Старик искренне рассмеялся. Не расхохотался сардонически, а именно рассмеялся очень добрым и приятным смехом. Он не гневался — он наслаждался ситуацией.
— Я не пророк, — сказал арестованный. — Я никогда не называл себя пророком.
— Я знаю, — кивнул Ханнан. — Ты — самозванец. Но опасный самозванец. И знаешь почему, Иешуа? Странно… Потому, что ты умен, образован, фарисей по сути и очень хорошо знаешь Книгу… Потому, что ты не призываешь брать силой дворец Ирода или идти на Кейсарию. Ты приходишь в Храм, зная, что сердце Израиля — в вере и Боге. Потому, что тот, кто владеет Храмом, владеет всем. И что ты заявляешь, лжец? Ты говоришь, что разрушишь этот Храм и на его месте за три дня воздвигнешь новый? Да кто ты такой, чтобы обещать такое? Кто может построить в три дня Храм, который великие строили сотни лет?

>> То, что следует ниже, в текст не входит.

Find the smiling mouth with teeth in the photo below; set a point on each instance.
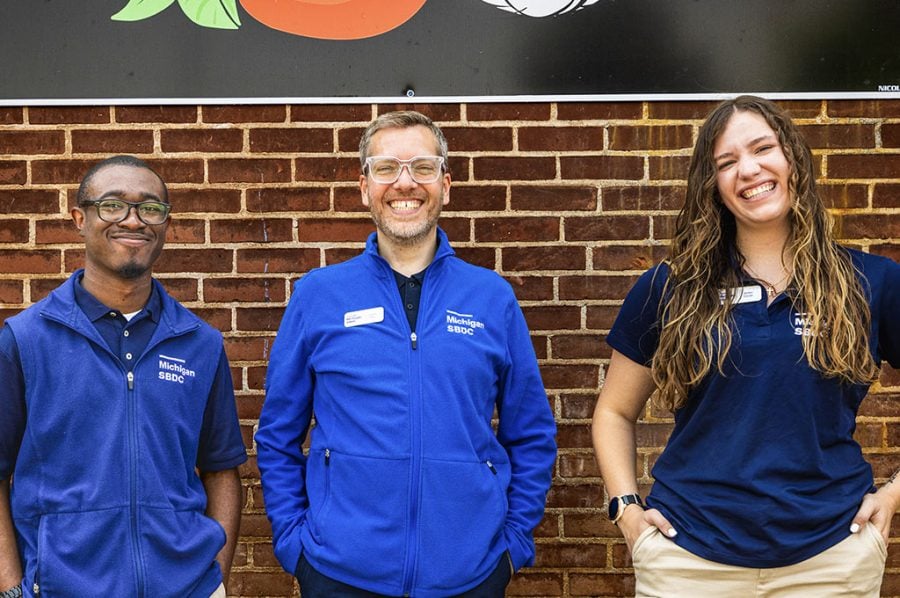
(751, 193)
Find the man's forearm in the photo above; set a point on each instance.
(10, 567)
(223, 494)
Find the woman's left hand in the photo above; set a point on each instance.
(879, 508)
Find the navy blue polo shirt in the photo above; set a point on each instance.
(761, 469)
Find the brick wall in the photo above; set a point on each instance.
(568, 201)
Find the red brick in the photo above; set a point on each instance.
(183, 289)
(156, 114)
(28, 201)
(32, 142)
(835, 136)
(289, 199)
(53, 231)
(516, 229)
(602, 167)
(627, 257)
(215, 201)
(201, 140)
(884, 195)
(570, 376)
(11, 291)
(577, 346)
(599, 110)
(601, 316)
(195, 260)
(13, 172)
(482, 198)
(514, 168)
(248, 290)
(333, 230)
(560, 139)
(846, 195)
(249, 170)
(570, 436)
(258, 319)
(606, 228)
(70, 115)
(477, 112)
(13, 231)
(327, 170)
(517, 259)
(479, 139)
(277, 260)
(601, 584)
(873, 226)
(332, 112)
(291, 140)
(251, 230)
(552, 317)
(668, 168)
(24, 261)
(112, 141)
(529, 583)
(554, 198)
(243, 114)
(573, 288)
(632, 138)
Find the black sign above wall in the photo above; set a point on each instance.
(220, 51)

— Я говорил не о камнях, из которых сложено здание, Ханнан. Я говорил о Храме новой веры…
— Не будет новой веры, — возразил Ханнан, не повышая голоса. — Будет вера наших отцов и дедов. Шел бы ты к гоим, га-Ноцри, возможно, они примут тебя и твоя вера будет для них. Но не для нас. Я не дам тебе развращать народ. Мы тысячи лет жили так, как живем, и нам не нужны перемены. К тебе нельзя относиться несерьезно — ты не пытаешься возбудить народ кровью, ты хочешь заставить его воевать за Бога, а себя объявить Богоизбранным, чтобы народ воевал за тебя… Хитро, га-Ноцри, ох, как хитро! Но я разгадал тебя… И теперь — ты умрешь!
И он снова тихонько засмеялся, но уже не таким благообразным смехом — захихикал тоненько, визгливо, словно в зале сидел не старик в очень преклонных годах, а маленький злобный ребенок.
Каиафа всегда думал, что хорошо знает тестя. Теперь он видел, что совершенно его не знал. Ханнан оказался значительно сложнее и гораздо страшнее того хорошо известного родственника, которого первосвященник боялся и втайне ненавидел. Его следовало бояться еще больше, он и вправду того заслуживал. Если чуть раньше Каиафа думал о том, как перехватить инициативу и взять нить допроса в свои руки, то теперь вздохнул с облегчением и возблагодарил Всевышнего за то, что не попытался этого сделать. В этом старом умирающем теле был скрыт настоящий хищник, лев, способный сожрать Каиафу в один момент, вместе с одеждами и креслом. И не только его — любого, кого сочтет нужным.
Нет, сидящий рядом с ним человек не сделал ничего ужасного. Он говорил с арестованным проповедником, словно добрый дедушка, улыбался и кивал головой. Он был щупл и от него до омерзения плохо пахло. Но этот смех…
Если бы первосвященника кто-то спросил, почему этот смех привел его в трепет, то ничего внятного в ответ не услышал бы. Просто этот негромкий звук заполз Каиафе под кожу, вонзился в плоть и достиг хребта — по спине поползли ледяные жуки, и первосвященник внезапно поежился. Со стороны это выглядело достаточно естественно — холод весенней ночи сочился в зал через окна, но передернуло Каиафу не от зябкого сквозняка. Однако, он поманил одного из слуг и приказал ему разжечь очаг, что было мгновенно исполнено.
Языки пламени осветили зал и, казалось, небо на горизонте. Оно тоже окрасилось в розовый — на Ершалаим надвигался рассвет предпраздничного дня.